Ms. Page: So, for the rest of September, they will be reading self-selected books. Most of them chose fiction, I noticed.
Mrs. Nix: Are you thinking you’re smarter than the publishers?
Ms. Page: I’m thinking I know my students better than the publishers do.
Mrs. Nix: It’s looking like we will need to continue this meeting.
Ms. Page: That seems fair. Do I need to bring anything?
Mrs. Nix: Just your attention and a willingness to be a team player. And we’ll be talking about your leaving Jeremy at school during your jaunt to the park.
Ms. Page: Just let me know the time, Mrs. Nix…
“It’s a beautiful day! One filled with sunshine…a temptation to escape to the beach.”
“Ah yes, the ‘other’ white meat…cafeteria hot dogs.”
“The best way to teach angles? Take aerial photos of us walking in from lunch after I’ve asked them to form a straight line.”
“I know I’m off by about four months, but I could really go for a box of Thin Mints from the Girl Scouts.”
Mr. Taylor: Ms. Page, what’s with the fridge tucked away in the corner?
Ms. Page: Is it that obvious?
Mr. Taylor: I’d say draping a rainbow-colored towel over the thing doesn’t exactly hide it.
Ms. Page: Yeah, I guess I should go for funeral-gray, shouldn’t I?
Mr. Taylor: So, a fridge?
Ms. Page: Here’s the deal. Last week, Max came in after lunch recess with a nasty bump on his elbow. He was in pain and you could almost hear the fluid and white blood cells rushing to the bump.
Mr. Taylor: Well, as long as you’re not exaggerating…
Ms. Page: Okay, okay. But it was swelling up and I sent him to the office with Jeremy and, like I said, he was in pain. And 15 minutes later, he came back with the typical sandwich bag of ice. And I figured, we’re so far away from the office, why don’t I just keep my own ice blocks ready for something like this? So I wheeled one in over the weekend.
Mr. Taylor: Whoa, whoa, I’m still stuck on your sending Jeremy with Max. Wasn’t Max already in enough pain?
Ms. Page: Just an experiment. I’m thinking Jeremy just needs a few responsibilities to distract him from his bullying.
Mr.
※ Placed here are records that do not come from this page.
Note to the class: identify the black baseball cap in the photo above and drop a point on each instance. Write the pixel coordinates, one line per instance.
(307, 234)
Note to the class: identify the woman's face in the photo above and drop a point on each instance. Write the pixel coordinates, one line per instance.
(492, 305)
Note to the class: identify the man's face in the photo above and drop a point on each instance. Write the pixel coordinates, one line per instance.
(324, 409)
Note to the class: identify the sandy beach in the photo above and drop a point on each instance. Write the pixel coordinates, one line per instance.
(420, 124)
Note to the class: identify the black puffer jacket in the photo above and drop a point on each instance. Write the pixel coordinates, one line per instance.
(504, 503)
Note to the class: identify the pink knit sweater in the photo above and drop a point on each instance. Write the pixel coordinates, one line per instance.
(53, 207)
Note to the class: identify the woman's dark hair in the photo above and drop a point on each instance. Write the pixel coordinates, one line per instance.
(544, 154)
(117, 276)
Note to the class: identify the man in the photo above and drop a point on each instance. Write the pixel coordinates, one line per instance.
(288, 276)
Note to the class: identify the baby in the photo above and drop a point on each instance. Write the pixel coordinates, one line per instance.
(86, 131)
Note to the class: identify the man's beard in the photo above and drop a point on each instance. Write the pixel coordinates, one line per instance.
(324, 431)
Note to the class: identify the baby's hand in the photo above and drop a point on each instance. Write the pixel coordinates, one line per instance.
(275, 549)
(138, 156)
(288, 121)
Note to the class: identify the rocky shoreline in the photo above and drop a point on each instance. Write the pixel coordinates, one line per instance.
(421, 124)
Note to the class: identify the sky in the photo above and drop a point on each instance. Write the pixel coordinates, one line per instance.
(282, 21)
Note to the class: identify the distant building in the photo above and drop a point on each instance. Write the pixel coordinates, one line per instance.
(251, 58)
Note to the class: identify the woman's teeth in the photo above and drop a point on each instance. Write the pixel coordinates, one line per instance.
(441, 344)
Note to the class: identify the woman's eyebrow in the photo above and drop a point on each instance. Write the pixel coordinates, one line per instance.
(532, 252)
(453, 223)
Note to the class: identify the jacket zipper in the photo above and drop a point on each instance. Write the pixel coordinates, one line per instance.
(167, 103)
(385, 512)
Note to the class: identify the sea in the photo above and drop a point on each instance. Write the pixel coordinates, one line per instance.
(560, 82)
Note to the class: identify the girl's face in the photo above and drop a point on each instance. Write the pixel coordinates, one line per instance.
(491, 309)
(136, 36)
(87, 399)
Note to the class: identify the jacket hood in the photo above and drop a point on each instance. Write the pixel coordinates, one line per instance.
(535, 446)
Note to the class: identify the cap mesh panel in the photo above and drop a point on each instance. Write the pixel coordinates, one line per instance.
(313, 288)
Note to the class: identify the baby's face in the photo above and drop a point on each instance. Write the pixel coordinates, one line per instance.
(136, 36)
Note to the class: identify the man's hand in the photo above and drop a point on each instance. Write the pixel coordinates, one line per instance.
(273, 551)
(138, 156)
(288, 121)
Taylor: Orrrr, you’re opening up another opportunity for him to torment a kid.
Ms. Page: Just give me time. Besides, I thought you were interested in the fridge.
Mr. Taylor: Okay, back to the fridge. Can I keep some stuff in it?
Ms. Page: Of course, but it’ll cost you.
Mr. Taylor: No way!
Ms. Page: Just kidding, but I did send the district $50 to pay for Frieda’s estimated electricity costs.
Mr. Taylor: Frieda? You named your fridge?
Ms. Page: What can I say? I’m already attached to it. Besides, I have a whole ‘states of matter’ science unit planned where the fridge will be really helpful.
Mr. Taylor: So you sent the cash straight to the district office. Aren’t you going over the boss’s head a little bit?
Ms. Page: You know how that goes…better to ask forgiveness than permission, right? And I’m not sure it will reflect well on her if I ask the district office for my money back because my administrator wants the fridge removed.
Mr. Taylor: You’re just evil.
Ms. Page: I prefer the word ‘resourceful’, thank you. And, if you’re interested, there might be some juice bars available after school on Friday.
Mr. Taylor: Okay, now you’re not even playing fair.
For the first 20 entries to this writing project, click here.
So, here I sit at the end of a Monday.
New policy: Do something entirely new each Monday so I have something to look forward to on what used to be my least favorite day of the work week. Today, we took a 10-minute field trip.
Mrs. Nix is gone through Wednesday so I’m taking liberties with the schedule. It’s entirely possible she has a staff member [or three] keeping an eye out for scofflaws like me. Or am I just being paranoid?
So, 10-minute field trips. Striking a blow for actual science experiences, as opposed to the current approach of ‘Hey, if what you’re reading for language arts mentions spiders or planets or the ocean, that counts as science!’.
We fanned out with our journals, rulers, and cameras and aimed to complete three mini-tasks:
Goal: Build up their observational skills. Get them to sketch.
And so…I should have confined their ventures a bit. A fair amount of craziness. Decibel level higher than I’d expected, but we were out on the frontier, so not too worried. Got my exercise for the day. Haven’t seen the photos yet. Mr. Taylor and his kids took a break to watch us. A decent first step toward our trip to the park.